In its latest ruling, n. 21614 of 10/26/2016, the Supreme Court considered the same issue under the new provisions of Law 262, Article 2 paragraphs 47-49 reinstating the gift tax and extending it to arrangements that segregate and create legal constraints on the use, enjoyment and disposition of property. The 6th Department refused to construe the new statute as if it instituted a new tax, separately from and in addition to the old gift tax. It affirmed its previous rulings, according to which the gift tax applies solely to a direct transfer of property to the beneficiary, as a result of which the beneficiary is enriched and has a direct and full right to the use, enjoyment and disposition of the property. It also held the Law 262 just reinstated the old gift tax, without instituting any new tax, and that the reference new to “legal arrangements instituting limits to the use, enjoyment or disposition of a property” is just aimed at preventing the possible avoidance of the gift tax in cases in which certain legal schemes may be used that deviate from a straightforward gift of the property to the intended beneficiary, while reaching the same result (enriching the beneficiary with unlimited use, enjoyment and disposition of the property). According to the Court, Law 262 by referring to the Gift Tax Act simply reinstated the gift tax, which requires the actual transfer of and receipt of the full value of the property, with resulting enrichment of the beneficiary, for the gift tax to apply. In case of transfer of properties to trusts, that occurs only when the property is transferred from the trust to the beneficiary, and the gift tax should apply solely at that time.

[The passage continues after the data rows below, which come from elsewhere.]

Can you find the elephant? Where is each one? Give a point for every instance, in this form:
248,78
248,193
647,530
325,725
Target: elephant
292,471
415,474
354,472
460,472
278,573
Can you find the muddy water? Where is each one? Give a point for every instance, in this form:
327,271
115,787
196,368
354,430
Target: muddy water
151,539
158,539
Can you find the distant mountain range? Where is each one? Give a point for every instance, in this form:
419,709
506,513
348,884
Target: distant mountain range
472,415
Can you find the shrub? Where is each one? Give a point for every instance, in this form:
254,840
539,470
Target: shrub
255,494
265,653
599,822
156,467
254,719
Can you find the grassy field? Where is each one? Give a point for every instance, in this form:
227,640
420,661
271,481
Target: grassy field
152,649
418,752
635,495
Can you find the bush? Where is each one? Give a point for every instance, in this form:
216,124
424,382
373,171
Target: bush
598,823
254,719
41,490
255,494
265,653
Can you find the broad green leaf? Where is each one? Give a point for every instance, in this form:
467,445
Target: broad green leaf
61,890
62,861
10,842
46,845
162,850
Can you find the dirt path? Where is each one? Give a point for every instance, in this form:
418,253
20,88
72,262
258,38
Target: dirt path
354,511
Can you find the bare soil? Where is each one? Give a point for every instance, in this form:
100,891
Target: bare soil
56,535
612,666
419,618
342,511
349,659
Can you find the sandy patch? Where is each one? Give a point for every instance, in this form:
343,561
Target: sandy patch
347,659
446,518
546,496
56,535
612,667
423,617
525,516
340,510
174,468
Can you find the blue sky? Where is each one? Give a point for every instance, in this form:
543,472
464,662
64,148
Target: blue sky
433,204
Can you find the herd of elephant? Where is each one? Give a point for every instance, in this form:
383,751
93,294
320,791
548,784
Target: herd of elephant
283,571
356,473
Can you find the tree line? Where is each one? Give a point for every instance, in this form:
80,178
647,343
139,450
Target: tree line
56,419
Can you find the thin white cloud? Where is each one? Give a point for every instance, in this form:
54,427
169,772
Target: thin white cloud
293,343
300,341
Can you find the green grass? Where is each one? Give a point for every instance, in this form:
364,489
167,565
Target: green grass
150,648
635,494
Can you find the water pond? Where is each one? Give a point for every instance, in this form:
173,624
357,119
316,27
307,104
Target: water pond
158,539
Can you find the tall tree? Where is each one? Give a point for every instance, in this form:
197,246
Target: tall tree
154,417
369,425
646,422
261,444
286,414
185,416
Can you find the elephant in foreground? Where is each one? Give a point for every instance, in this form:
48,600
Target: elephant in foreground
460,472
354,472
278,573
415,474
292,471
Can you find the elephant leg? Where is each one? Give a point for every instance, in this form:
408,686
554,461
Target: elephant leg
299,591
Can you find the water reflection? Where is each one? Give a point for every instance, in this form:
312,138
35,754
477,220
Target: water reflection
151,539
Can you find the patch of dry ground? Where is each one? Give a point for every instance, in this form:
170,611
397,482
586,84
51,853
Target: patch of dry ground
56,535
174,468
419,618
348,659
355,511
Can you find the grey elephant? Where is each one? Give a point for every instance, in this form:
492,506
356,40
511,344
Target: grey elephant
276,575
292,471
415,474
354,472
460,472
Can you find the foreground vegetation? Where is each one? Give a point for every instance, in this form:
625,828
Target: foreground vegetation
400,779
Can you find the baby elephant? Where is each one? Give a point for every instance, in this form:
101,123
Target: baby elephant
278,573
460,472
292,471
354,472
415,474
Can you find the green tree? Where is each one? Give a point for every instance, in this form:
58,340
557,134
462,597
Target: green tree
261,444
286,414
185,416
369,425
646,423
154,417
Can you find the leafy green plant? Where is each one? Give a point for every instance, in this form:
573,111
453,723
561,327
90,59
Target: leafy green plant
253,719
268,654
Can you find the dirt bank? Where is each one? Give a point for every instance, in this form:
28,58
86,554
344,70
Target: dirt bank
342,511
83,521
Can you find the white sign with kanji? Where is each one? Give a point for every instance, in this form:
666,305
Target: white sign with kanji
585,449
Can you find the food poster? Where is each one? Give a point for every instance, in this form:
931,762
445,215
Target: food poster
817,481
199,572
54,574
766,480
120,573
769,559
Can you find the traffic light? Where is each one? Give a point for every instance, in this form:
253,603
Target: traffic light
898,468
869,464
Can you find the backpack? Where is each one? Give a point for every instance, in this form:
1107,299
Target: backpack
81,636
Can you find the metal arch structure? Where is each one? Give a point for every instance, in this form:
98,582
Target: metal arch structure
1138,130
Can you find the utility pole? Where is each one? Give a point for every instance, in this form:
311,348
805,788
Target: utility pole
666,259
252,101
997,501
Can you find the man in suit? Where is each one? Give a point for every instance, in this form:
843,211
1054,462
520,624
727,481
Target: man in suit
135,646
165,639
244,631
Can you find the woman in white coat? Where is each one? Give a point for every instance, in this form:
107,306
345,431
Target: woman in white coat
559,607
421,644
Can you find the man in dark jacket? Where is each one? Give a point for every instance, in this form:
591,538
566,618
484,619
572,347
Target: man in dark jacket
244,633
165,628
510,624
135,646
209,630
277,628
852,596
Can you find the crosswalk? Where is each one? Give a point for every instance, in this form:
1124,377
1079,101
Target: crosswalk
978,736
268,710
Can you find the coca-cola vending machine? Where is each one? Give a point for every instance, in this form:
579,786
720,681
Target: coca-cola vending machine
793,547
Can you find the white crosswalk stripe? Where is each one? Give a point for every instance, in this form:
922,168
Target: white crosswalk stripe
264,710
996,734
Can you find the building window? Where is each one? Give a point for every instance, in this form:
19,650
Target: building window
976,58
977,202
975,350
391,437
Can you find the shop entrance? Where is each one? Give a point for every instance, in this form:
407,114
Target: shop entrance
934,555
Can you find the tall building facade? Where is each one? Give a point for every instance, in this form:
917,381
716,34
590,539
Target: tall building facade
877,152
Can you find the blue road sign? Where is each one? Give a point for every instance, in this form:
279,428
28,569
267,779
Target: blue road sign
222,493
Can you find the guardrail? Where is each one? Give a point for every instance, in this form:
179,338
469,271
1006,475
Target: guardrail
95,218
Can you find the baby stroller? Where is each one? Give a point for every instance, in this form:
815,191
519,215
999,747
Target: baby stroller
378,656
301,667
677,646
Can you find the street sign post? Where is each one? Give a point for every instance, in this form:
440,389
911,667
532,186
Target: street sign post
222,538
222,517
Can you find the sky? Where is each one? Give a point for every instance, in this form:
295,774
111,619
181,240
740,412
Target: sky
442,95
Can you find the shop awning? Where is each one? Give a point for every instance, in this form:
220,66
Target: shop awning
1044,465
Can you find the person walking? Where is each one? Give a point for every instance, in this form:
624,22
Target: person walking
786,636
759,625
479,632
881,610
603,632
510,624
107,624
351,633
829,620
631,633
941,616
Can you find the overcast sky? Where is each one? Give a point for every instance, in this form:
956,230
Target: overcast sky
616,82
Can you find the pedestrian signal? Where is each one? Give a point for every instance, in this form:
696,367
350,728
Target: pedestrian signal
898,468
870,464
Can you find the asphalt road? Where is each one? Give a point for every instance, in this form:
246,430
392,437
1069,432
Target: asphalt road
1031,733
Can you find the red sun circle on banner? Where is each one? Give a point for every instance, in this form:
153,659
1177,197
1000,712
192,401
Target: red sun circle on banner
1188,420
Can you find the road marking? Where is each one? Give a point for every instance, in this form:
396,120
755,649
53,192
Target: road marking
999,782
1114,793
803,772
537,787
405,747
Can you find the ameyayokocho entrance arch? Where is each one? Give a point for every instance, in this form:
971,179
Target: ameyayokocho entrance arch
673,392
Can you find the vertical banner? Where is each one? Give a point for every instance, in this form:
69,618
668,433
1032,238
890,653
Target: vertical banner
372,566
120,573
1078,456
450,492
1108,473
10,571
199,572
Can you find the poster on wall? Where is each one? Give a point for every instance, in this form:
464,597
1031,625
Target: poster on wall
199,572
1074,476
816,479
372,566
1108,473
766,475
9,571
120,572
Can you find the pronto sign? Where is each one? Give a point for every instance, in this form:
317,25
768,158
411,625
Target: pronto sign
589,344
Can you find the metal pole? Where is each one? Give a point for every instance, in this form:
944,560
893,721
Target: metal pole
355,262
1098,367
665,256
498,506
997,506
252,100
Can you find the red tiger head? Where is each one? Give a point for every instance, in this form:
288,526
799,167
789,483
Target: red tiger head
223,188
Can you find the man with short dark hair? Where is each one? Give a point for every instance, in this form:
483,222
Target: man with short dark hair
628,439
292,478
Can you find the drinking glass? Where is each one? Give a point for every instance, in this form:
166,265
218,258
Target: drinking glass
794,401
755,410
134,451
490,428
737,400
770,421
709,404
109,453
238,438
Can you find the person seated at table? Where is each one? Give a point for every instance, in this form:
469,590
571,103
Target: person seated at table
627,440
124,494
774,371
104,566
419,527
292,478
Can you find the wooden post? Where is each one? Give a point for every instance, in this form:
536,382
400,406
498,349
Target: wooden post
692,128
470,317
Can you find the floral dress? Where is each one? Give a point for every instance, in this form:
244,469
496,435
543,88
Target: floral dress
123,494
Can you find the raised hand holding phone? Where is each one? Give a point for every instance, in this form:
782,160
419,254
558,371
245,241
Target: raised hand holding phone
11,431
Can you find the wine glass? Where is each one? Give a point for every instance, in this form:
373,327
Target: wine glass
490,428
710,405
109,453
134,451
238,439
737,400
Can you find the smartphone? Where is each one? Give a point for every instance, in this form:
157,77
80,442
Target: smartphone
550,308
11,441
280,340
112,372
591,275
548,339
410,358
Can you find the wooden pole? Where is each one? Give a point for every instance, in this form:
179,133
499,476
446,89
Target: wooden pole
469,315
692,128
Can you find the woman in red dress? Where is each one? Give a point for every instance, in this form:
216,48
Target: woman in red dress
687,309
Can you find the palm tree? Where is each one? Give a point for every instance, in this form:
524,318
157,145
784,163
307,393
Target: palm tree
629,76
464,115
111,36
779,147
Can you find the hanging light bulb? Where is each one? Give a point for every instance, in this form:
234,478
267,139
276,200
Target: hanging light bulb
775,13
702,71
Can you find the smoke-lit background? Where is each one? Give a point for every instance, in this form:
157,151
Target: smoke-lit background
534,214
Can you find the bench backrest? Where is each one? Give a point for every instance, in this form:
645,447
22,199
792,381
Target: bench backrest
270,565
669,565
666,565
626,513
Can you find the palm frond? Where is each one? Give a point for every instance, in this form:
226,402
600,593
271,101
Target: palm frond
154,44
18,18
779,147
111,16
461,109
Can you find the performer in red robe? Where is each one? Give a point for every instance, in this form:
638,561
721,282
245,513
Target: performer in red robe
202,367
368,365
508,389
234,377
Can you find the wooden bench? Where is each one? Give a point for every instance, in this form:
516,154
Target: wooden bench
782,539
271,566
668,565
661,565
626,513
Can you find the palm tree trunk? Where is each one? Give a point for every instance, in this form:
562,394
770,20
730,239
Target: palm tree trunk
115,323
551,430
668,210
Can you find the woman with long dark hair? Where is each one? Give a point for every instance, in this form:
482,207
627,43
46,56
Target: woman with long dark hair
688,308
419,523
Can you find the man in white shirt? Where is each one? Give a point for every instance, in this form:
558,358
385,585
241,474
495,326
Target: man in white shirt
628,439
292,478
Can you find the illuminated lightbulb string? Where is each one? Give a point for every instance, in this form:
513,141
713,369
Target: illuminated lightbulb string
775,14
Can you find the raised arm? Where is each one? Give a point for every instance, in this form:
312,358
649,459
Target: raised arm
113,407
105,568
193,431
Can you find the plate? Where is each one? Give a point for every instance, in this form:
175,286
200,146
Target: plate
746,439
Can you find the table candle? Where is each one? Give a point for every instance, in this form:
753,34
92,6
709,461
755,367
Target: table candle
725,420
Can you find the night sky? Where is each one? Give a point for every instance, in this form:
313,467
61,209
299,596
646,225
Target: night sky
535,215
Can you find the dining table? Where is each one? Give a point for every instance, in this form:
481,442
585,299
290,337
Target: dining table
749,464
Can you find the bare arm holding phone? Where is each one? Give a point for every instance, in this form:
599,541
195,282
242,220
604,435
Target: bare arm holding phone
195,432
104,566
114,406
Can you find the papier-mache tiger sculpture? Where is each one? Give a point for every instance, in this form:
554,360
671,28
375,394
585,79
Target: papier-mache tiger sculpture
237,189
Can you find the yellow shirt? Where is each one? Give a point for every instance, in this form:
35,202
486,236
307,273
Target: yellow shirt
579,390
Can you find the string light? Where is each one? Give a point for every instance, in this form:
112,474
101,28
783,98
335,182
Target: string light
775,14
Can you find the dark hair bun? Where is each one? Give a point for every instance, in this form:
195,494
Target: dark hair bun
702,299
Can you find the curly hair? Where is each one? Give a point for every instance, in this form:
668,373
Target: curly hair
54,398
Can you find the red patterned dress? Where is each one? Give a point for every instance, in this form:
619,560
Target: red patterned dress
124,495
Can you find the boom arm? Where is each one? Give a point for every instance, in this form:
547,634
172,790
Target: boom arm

The Court pointed out certain inconsistencies that would arise if the opposite interpretation were adopted, including the need to put the liability for the tax upon the trustee, which is in contrast with the provisions of the Gift Tax Act placing the liability for the tax upon the beneficiary and recipient of the gift.

 

4) Lower Courts’ Case Law.

Lower tax courts throughout the country (both trial courts and appellate courts) have unanimously ruled that no gift tax applies at the time of the transfer of property to the trust and no new tax has ever been instituted by law 262 that should apply in lieu of the gift tax under those circumstances. The reasons in support of those rulings mirror those elaborated by the Supreme Court in its latest ruling n. 21614. We have examined more than thirty decisions, issued in the last ten years, which consistently ruled in favor of the non-application of the tax.

 

It is reasonable to expect additional decisions from the Supreme Court, in the incoming months, as it decides cases decided by appellate courts in favor of taxpayers, which have been appealed by the tax administration.

 

Considering the status of the case law, both from the Supreme Court (that is split on the issue) and from the lower courts (that are unanimously in favor of the non-application of the tax), there appears to be substantial authority and reasonable basis for taking the position that no tax applies to the transfer of the Property to the Trusts.

 

It should be noted that the Italian tax code provides a complete relief from penalties, for failure to pay a tax due, in the event that a split of authorities exist on a particular tax issue, or objective conditions exist as to the correct interpretation and application of the law that may justify the taxpayer’s decision not to pay the tax.